Kadhafi fait des siennes

Le « Guide » prend la parole sans y avoir été invité pour interpeller le roi Abdallah… et solder l’incident qui les avait opposés en 2003, au Caire.

Publié le 7 avril 2009 Lecture : 2 minutes.

Difficile d’imaginer un sommet régional auquel participe Mouammar Kadhafi sans incident. L’émir du Qatar Cheikh Hamad Ibn Khalifa Al Thani, hôte du sommet de la Ligue arabe des 30 et 31 mars, l’a vérifié à ses dépens. À peine avait-il achevé son discours inaugural, annonçant solennellement l’ouverture des travaux, que le « Guide » prenait, sans la demander, la parole : « Je voudrais dire quelques mots à mon frère Abdallah… » L’émir Hamad manque de s’étrangler : « Mon frère Mouammar, un point d’ordre… » Kadhafi fait mine de ne rien entendre et poursuit : « Cela fait six ans que tu m’évites, que tu me fuis et crains la confrontation. » Retour en arrière. En 2003, lors d’un sommet arabe au Caire, une intervention de Kadhafi, dans laquelle il fustigeait les Saoud, fut brutalement interrompue par le souverain saoudien, qui traita Kadhafi de fieffé menteur, lui promettant la géhenne dès la tombe. Les relations diplomatiques entre les deux pays furent rompues et, quelques mois plus tard, le New York Times publia une enquête sur une tentative d’assassinat du roi Abdallah dans laquelle serait impliquée la Libye. Retour à Doha en 2009.

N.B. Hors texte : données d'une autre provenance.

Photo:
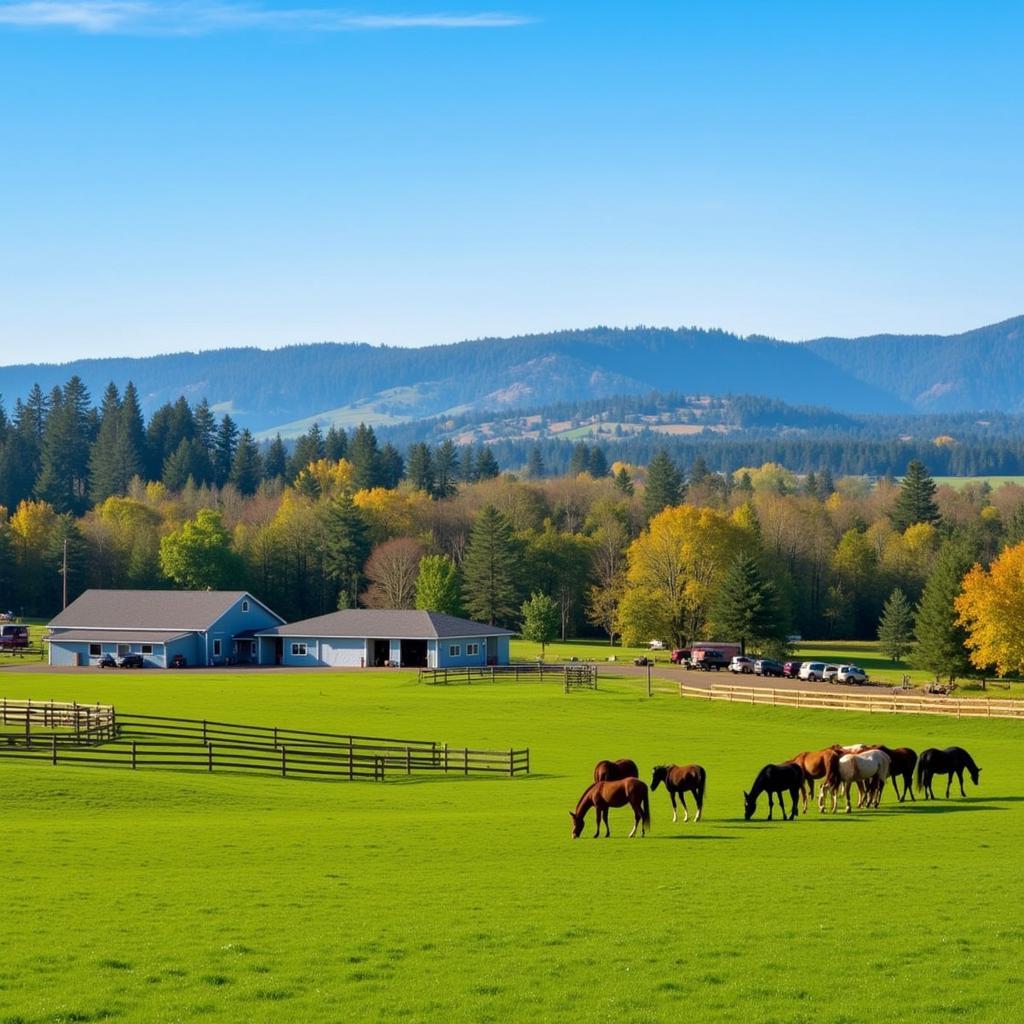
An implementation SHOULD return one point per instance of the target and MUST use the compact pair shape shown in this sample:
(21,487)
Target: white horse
(869,770)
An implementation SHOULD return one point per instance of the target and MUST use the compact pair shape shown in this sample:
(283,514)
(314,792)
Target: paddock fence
(893,704)
(201,744)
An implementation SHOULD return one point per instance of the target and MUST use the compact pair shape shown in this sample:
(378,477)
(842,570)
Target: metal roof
(151,609)
(387,625)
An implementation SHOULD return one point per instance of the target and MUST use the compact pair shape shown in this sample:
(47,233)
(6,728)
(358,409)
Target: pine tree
(915,502)
(940,640)
(346,547)
(489,568)
(896,626)
(247,466)
(665,484)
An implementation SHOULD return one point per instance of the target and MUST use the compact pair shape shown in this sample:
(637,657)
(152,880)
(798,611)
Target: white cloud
(199,16)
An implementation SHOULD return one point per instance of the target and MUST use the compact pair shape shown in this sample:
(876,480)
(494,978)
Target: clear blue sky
(201,174)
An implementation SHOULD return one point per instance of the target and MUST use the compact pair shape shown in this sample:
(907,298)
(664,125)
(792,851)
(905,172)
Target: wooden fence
(894,702)
(494,673)
(148,740)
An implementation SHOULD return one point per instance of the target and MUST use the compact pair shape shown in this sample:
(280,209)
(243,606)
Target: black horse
(951,761)
(775,779)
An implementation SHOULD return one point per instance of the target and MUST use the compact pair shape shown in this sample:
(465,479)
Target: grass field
(165,896)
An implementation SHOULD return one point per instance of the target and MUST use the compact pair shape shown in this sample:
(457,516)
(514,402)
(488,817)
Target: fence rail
(894,704)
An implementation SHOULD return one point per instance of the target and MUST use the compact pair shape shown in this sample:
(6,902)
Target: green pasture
(168,896)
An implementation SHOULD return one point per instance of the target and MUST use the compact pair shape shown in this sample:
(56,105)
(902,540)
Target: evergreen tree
(346,547)
(540,620)
(940,640)
(437,587)
(896,626)
(247,467)
(489,568)
(915,502)
(420,467)
(745,607)
(665,484)
(446,469)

Les tentatives du président de séance de faire taire Kadhafi sont vaines, et le « Guide » poursuit son interpellation du monarque saoudien. « Je veux te rassurer et te demander de ne pas avoir peur. C’est toi qui as le mensonge derrière et la tombe devant. Toi qui as été fabriqué par la Grande-Bretagne et protégé par les États-Unis d’Amérique. » L’émir du Qatar n’en peut plus, il coupe le micro de Kadhafi, mais la voix du « Guide » demeure audible : « Par respect pour la Oumma, je considère que le problème qui existe entre toi et moi est clos. Je suis prêt à te rendre visite et à t’inviter en Libye. » Ce vœu de réconciliation rassure Cheikh Hamad Ibn Khalifa, qui décide de laisser Kadhafi terminer son intervention. « Je suis un leader mondial, doyen des chefs d’État arabes, le roi des rois d’Afrique et imam des musulmans. Ma stature m’impose de ne pas me mettre à un niveau plus bas. » Kadhafi ferme son micro et l’émir du Qatar s’excuse de ne pas avoir compris plus tôt que le « Guide » voulait se réconcilier avec le roi Abdallah. Ce dernier est demeuré impassible. Quelques heures plus tard, les trois hommes se sont longuement rencontrés dans un salon du Centre de conférences. Une semaine s’est écoulée depuis cet incident et les relations entre les deux pays n’ont toujours pas été rétablies. Ce n’était sans doute pas l’objectif du « Guide ». Un objectif beaucoup plus terre à terre : faire parler de lui et satisfaire sa mégalomanie.